以前、会社の連中とバーベキューをした時のお話
というか上司のファミリーのバーベキューに無理やり参加させられたのだけどね。貴重な休日をなんでクソったれな上司に潰されなきゃならないのかと断固拒否したんだけどそんな権利はなかった。パワハラですぜこんなの。

仲間内で楽しくやるならいいんですけど、僕はアットホームな雰囲気は苦手なんです。何より日頃から無理難題を押し付けてくる迷惑上司の家族と笑顔で肉焼く光景とか想像できないんですよ。上司を焼いてやりたくなる訳ですよ。あまりに嫌過ぎるもんで、職場の無害そうなおっさんと後輩のデブなどを道連れにしたんですが、すっごい恨めしそうな顔してたなあのデブ。


で、昼頃から始めるのに朝の8時から場所取りさせられた僕。バーベキューが許可されてる人気の大きな公園で特に水場の近くの場所取りは競争率が高いうんぬんで・・もう僕が誘われた理由の9割がこの場所取り要因だったていうね。残り1割が炭に火をつける係。聞いた話によると以前、上司家族だけでバーベキューしたときに炭に火がつかなくてこのへっぽこ上司がムキになって頑張った挙句、終始弱火で微妙なことになったらしい。って娘さんが言ってた。
いやいや、こんなのやったことなくても適当で出来るでしょ。要は熱がこもりやすい感じに炭を配置してやれば火がつくんだから。ガソリンぶっかけようとした話を素でするのはやめていただきたい。家族のレジャー=バーベキューって平凡な思考の持ち主だから仕方ないんですけどね。

しかしさあ始めよう!って時にサンマを取り出したのは平凡じゃなかった。
サンマは確かにうまいよ、それは間違いない。青空の下、緑に囲まれた公園の中でもうもうと巻き起こるサンマの煙。すっごいいっぱい人居るからね、風下にもワサーって人居るからね。サンマ臭被害者の会ができるくらい居るから。
「やっぱりサンマはおいしいねー」などと談笑始める奥さんと娘さんもやっぱイカれてる。なんだこの家族、今日はおいしいサンマを食わせて頂いてありがとーあはははーとでも言わせたいのか?

こうして一人2匹のノルマでサンマを食うところから始まったバーベキューでしたが、僕なんか余った1匹を追加されて3匹ノルマになったもんな。こんな時のためにデブを連れてきたんですが、デブにも種類というのがあるらしくて、四六時中何かを食ってるデブも居れば、この時連れてきたデブみたいに偏食だらけで主にスナック菓子の馬鹿食いでデブるタイプもいるようです。「ボク、魚は苦手っす」とか空気読めない発言で僕のノルマが4匹になったし。

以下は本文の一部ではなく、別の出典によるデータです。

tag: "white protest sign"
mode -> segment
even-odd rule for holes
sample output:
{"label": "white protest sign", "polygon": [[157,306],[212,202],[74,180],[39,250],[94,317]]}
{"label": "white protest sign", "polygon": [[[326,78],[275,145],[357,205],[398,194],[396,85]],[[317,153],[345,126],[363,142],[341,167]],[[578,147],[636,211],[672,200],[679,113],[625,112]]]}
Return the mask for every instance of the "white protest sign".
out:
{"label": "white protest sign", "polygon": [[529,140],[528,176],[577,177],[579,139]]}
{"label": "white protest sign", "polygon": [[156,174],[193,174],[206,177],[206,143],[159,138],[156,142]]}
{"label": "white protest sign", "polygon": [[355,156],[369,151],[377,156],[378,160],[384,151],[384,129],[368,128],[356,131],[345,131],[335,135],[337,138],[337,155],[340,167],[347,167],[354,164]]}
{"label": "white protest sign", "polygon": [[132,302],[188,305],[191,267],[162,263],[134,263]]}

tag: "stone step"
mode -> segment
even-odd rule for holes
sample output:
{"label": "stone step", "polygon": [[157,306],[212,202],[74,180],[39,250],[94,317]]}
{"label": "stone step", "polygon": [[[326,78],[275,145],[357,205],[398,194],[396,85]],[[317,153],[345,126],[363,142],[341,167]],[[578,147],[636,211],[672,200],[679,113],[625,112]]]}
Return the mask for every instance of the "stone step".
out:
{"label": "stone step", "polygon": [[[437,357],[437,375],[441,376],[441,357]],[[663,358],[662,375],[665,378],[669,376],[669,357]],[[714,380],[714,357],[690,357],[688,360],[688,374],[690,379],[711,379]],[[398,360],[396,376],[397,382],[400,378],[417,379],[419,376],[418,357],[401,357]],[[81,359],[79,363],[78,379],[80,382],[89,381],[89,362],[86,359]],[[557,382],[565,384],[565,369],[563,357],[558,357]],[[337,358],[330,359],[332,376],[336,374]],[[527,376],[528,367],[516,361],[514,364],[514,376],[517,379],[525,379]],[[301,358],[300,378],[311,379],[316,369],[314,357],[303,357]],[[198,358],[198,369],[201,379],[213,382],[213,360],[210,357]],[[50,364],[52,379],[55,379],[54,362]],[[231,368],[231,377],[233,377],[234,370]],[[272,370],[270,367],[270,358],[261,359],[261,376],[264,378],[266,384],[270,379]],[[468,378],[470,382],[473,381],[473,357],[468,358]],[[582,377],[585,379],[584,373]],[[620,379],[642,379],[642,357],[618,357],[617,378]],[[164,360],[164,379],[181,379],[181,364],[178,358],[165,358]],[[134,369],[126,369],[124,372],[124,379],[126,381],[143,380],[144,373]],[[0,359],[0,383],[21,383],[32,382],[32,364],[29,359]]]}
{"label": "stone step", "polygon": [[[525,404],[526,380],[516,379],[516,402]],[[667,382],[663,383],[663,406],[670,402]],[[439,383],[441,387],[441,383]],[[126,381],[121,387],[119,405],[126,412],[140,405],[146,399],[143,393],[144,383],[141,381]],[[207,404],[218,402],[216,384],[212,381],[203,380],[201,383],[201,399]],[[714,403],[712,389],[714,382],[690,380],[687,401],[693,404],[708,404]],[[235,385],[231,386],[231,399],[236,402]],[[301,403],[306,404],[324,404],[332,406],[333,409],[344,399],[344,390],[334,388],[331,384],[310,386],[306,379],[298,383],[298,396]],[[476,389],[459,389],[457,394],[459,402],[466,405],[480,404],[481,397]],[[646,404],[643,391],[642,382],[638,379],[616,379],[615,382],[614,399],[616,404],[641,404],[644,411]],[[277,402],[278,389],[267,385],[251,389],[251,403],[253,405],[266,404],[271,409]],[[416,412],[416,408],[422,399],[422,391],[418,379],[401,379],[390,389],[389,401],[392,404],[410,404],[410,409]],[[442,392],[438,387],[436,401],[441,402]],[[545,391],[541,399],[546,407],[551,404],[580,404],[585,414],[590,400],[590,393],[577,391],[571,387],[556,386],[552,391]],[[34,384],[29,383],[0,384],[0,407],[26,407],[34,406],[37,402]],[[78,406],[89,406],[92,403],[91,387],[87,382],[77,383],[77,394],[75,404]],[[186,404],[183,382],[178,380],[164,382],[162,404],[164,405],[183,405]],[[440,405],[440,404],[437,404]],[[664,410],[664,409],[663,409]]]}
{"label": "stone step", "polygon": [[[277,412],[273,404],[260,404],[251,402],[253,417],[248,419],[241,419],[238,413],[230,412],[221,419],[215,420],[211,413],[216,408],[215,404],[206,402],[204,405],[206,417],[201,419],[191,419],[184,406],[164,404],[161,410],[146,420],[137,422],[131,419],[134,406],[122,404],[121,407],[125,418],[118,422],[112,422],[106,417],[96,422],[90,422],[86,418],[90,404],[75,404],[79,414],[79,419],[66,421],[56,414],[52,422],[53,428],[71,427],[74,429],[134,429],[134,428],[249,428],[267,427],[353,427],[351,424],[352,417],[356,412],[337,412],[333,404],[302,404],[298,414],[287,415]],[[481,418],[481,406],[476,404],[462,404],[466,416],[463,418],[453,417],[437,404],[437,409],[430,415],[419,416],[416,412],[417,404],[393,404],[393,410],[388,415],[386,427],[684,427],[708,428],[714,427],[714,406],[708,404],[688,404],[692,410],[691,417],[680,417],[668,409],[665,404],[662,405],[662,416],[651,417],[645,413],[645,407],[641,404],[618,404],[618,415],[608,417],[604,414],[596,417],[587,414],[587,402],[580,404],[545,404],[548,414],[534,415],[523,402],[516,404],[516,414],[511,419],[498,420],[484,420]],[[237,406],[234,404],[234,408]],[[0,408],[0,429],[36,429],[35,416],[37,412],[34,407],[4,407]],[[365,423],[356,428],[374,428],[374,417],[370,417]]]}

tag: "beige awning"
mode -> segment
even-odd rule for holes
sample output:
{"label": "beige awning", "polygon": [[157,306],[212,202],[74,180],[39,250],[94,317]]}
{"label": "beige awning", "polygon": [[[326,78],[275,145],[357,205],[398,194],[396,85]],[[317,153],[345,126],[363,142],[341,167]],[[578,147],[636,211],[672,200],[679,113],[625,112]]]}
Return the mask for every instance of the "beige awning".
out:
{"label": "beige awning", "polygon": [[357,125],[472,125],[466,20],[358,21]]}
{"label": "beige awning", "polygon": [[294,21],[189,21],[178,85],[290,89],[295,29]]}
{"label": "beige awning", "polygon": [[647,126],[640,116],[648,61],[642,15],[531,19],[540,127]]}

一緒に連れてきた害のないおっさんに1匹頼もうと思ったんだけど何か様子がおかしい。「こんなサンマばっか食えるかボケェ!」とか空気読めない暴言吐いてるし目が据わってる。普段は害のないおっさんなんだけど、酒呑むと害しかないおっさんになってしまうのをこの時初めて知ったんです。このおっさん、タチが悪いことに酒が好きだけど弱くてすぐ暴言おじさんに変身するらしい。どうりで飲み会とか誰も誘わない訳だ。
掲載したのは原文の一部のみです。